Is Pakistan's Advertising Industry the Best in the World?

15/11/2012 11:29 GMT | Updated 14/01/2013 10:12 GMT

Since the introduction of television in 1964, the Pakistani entertainment industry has been attempting to galvanise this unique component of contemporary culture, but it has only been in the last 30 years, that advertising agencies and production companies alike have tapped into the potential of showcasing their goods on the small screen. Melding together entertainment and glamour, the advertising industry has now reached its creative zenith.

To look at a commercial in Pakistan, is to look at a mini-movie, with inventive narratives, exquisite costumes and scenery, high production values and, finally, a roster of film stars and musicians, from Ali Zafar to Mohib Mirza.

The benefits of a progressive and creative advertising industry is two-fold, on the one hand it has the gift of showcasing Pakistani society as diverse, cultured and all-inclusive, on the other it gives writers, producers, directors et al the chance to flex their creative muscles in a way that enhances both them and the country as a whole. For example, the Pakistani film industry has faced some very tough times in the last few decades, with political upheavals in the 1980's and late 1990's obstructing the pursuit of cinematic excellence, however, throughout this time, the advertising industry remained a strong force, acting as a creative repository for cultural enlightenment.

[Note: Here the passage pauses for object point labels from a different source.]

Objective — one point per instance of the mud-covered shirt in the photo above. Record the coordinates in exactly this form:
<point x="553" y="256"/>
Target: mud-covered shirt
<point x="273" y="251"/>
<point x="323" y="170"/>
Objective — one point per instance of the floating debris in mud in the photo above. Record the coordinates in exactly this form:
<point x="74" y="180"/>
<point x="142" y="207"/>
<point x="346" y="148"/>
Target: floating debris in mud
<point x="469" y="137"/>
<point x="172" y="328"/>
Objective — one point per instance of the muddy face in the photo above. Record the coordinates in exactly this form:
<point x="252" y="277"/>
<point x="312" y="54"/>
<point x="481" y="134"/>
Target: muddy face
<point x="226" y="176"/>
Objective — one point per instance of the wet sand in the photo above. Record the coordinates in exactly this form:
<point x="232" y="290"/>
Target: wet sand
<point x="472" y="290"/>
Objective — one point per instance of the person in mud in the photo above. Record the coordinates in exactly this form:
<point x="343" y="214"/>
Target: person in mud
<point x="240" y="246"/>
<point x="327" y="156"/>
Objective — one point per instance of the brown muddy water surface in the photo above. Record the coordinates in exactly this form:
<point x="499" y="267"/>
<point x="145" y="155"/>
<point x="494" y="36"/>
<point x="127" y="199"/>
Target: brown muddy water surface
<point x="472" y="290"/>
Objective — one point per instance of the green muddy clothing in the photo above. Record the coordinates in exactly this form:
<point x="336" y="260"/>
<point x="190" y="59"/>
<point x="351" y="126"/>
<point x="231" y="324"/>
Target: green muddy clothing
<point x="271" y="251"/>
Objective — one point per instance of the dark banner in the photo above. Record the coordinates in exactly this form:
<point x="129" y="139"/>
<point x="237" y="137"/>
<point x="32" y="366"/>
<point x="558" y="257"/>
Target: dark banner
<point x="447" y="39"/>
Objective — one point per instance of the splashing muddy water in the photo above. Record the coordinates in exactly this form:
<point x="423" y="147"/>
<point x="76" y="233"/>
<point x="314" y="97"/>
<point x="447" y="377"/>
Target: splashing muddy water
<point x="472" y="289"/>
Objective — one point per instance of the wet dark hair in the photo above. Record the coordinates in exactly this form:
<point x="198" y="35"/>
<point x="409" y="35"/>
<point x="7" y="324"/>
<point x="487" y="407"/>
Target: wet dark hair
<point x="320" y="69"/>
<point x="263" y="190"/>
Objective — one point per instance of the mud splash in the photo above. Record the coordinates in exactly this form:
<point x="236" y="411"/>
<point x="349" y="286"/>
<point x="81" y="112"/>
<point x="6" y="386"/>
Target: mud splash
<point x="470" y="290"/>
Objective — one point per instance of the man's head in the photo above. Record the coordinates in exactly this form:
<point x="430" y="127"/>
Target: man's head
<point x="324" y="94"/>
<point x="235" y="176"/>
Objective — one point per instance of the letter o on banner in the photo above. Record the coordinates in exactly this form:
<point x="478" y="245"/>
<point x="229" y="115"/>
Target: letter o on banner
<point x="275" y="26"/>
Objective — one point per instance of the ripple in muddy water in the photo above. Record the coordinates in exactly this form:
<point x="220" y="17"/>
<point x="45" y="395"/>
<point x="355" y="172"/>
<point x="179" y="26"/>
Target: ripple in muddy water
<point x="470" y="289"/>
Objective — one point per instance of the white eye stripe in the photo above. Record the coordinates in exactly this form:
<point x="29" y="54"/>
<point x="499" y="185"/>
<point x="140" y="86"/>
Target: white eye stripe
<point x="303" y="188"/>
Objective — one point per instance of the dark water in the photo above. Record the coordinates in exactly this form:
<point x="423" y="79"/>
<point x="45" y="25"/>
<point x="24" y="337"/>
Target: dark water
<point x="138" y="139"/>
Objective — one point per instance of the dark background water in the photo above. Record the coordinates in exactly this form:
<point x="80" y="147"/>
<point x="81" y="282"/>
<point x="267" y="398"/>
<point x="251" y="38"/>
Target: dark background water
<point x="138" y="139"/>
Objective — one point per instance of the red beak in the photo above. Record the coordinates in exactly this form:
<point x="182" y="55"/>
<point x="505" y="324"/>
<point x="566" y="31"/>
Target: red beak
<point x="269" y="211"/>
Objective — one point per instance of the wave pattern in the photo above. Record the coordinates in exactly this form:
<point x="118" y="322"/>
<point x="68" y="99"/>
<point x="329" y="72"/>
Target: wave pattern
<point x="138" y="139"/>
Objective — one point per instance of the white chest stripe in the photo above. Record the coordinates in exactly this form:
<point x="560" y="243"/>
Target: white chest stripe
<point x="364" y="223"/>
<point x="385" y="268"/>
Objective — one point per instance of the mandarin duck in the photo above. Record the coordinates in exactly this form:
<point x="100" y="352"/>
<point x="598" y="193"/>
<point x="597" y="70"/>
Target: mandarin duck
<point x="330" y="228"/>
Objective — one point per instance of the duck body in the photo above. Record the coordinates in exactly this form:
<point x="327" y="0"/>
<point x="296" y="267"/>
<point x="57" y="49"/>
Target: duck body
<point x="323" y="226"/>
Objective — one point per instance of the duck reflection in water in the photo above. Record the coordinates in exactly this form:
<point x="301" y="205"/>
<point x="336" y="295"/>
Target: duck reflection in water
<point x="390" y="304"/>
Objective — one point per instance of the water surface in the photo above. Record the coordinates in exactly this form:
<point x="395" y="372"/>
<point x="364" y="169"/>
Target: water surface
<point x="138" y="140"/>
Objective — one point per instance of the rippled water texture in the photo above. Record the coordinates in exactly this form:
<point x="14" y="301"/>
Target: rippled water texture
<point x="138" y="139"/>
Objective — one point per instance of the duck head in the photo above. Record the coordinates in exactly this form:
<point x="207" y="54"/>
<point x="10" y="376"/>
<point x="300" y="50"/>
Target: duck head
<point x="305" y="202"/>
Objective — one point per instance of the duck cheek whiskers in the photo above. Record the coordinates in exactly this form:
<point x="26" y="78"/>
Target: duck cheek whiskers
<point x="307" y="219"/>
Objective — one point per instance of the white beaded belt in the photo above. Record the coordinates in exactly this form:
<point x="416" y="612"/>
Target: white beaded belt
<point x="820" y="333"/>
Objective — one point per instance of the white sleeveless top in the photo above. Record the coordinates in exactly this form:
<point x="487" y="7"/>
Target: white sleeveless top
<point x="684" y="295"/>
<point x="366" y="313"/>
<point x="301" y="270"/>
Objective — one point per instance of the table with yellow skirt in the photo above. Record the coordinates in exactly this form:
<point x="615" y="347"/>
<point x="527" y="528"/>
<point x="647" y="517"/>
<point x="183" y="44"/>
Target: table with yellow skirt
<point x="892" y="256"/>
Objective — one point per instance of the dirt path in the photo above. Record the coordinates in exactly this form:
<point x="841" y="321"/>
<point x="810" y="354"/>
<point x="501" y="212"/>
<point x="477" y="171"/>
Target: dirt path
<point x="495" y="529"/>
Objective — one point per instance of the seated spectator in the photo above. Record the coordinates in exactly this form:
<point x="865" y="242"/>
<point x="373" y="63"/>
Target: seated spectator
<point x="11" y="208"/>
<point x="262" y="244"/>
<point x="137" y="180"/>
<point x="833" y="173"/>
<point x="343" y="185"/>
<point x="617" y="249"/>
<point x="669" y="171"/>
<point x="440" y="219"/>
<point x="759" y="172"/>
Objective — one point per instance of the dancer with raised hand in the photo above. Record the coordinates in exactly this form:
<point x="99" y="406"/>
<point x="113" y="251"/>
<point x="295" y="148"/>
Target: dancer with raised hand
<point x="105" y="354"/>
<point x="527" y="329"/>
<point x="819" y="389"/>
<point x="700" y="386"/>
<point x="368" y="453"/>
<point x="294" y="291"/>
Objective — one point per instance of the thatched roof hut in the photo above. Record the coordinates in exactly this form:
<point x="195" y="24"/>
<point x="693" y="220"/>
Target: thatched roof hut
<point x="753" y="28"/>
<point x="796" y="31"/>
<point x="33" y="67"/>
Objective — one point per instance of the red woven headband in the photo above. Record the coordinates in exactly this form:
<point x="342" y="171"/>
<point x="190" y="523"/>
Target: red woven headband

With the advent of the internet, Pakistanis are now able to get access to a wealth of knowledge and culture, by the simple click of a mouse, this in turn has enhanced their outlook, instead of always looking inwards for inspiration, creative individuals now have the opportunity to absorb a wealth of culture from Asia to the West, and subsequently take inspiration from that, to form something wholly unique. As has long been said, a culture survives not by defending homogeny, but by interpreting and reshaping other cultural elements from outside.

Like all the best commercials, those conceived by the Vision Factory are leading the way in presenting Pakistan's cultural qualities to the world at large, with its superb portfolio of commercials, which tip the boundaries of cinematic luxury and are defined by an innate desire to experiment. As its Director Asim Raza states - "Our films capture a vital sense of place and a lyrical feel for varying periods and landscapes. They are a combination of intelligent concepts, visual beauty, mature directions, fine acting and shrewd casting. The diversity of The Vision Factory's work is evident in the range of the commercials and videos we have done. Emotional, comical, earthy, stylish, classical, contemporary, we have done it all." For 18 years the Vision Factory has surpassed its peers in showing us how aesthetics combined with innovative ideas can simultaneously create a memorable commercial that entertains and highlights Pakistani pluralism. For example the Vision Factory's recent series of commercials for Cadbury's chocolate brought these two themes to the forefront, incorporating the Islamic festival Eid with the Christian Valentine's Day and Christmas, not only did they show that there is more than one religion in Pakistan, but also the power of inclusiveness.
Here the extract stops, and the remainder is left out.